The service will use the stand-down to examine the issue of hard clutch engagement on the aircraft, which has been slipping for a yet-to-be determined reason.
“At this point, there have been no injuries or deaths, due in large part to the skill and professionalism of our Air Commandos who operate the CV-22,” Lt. Col. Rebecca Heyse, director of US Air Force Special Operations Command Public Affairs, said. “The safety of our Airmen is of the utmost importance, therefore no AFSOC CV-22s will fly until we determine the cause of the hard clutch engagements and risk control measures are put in place.”
“Since 2017 there have been four incidents involving hard clutch engagement during flight, with two occurring in the past six weeks,” Heyse added.
These two crashes resulted in the deaths of nine US Marines. The first crash occurred in March, when a US Marine Corps Osprey crashed near Bodo, Norway, during exercise Cold Response. The second one took place in June, with five Marines losing their lives as the aircraft crashed near Glamis, California.
Following the crash in California, the navy ordered a “safety pause” to review risk-management practices and conduct training on threat and error-management processes.

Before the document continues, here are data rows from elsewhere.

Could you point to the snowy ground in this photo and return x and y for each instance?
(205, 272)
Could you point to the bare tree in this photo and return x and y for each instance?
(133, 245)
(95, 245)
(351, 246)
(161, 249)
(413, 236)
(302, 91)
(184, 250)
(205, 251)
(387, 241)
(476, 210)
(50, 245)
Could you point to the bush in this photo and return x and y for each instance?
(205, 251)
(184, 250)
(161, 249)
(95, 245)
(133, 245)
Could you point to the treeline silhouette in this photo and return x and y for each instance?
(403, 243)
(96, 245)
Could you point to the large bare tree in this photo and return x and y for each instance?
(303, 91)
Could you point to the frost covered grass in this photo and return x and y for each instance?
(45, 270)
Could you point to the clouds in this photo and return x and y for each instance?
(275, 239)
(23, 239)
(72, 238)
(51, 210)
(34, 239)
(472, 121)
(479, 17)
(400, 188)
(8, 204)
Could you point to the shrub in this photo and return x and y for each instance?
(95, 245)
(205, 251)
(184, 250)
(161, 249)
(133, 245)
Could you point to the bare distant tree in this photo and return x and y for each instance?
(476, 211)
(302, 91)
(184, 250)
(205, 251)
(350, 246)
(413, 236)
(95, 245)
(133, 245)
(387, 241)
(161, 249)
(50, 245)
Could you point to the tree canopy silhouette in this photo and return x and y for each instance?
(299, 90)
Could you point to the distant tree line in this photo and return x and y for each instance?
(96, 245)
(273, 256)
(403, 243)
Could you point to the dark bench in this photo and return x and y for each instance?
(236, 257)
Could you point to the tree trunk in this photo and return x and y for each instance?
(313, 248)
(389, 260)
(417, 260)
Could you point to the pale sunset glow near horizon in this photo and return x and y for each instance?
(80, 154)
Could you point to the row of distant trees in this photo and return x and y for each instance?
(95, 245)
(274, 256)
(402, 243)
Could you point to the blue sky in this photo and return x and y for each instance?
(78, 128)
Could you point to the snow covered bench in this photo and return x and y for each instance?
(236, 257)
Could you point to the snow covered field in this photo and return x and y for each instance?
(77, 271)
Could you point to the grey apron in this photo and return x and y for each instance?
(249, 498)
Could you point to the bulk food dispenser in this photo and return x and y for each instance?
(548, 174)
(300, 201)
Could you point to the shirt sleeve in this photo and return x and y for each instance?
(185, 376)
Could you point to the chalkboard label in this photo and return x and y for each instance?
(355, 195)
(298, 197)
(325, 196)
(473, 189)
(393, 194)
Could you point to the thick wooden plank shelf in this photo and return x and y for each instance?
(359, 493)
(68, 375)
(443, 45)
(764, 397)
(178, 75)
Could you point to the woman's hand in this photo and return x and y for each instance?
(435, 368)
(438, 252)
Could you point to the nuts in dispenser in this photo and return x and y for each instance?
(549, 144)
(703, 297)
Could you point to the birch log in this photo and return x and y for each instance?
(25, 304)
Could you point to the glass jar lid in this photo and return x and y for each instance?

The US Navy will continue to fly its CMV-22 Osprey (which is serving as the navy’s new carrier on board delivery COD aircraft), but the service said it was “aware of the issues affecting the US Air Force CV-22 fleet and are closely monitoring our CMV-22 aircraft for similar occurrences.”
The news of the clutch issues in the Osprey fleet come after an ejector seat problem forced the US Air Force to ground its fleet of F-35A aircraft. The same issue affected some navy variants of the F-35, as well as the F/A-18B/C/D Hornet and F/A-18E/F Super Hornet fighters, E/A-18G Growlers, and T-45 Goshawk and F-5 Tiger II trainers.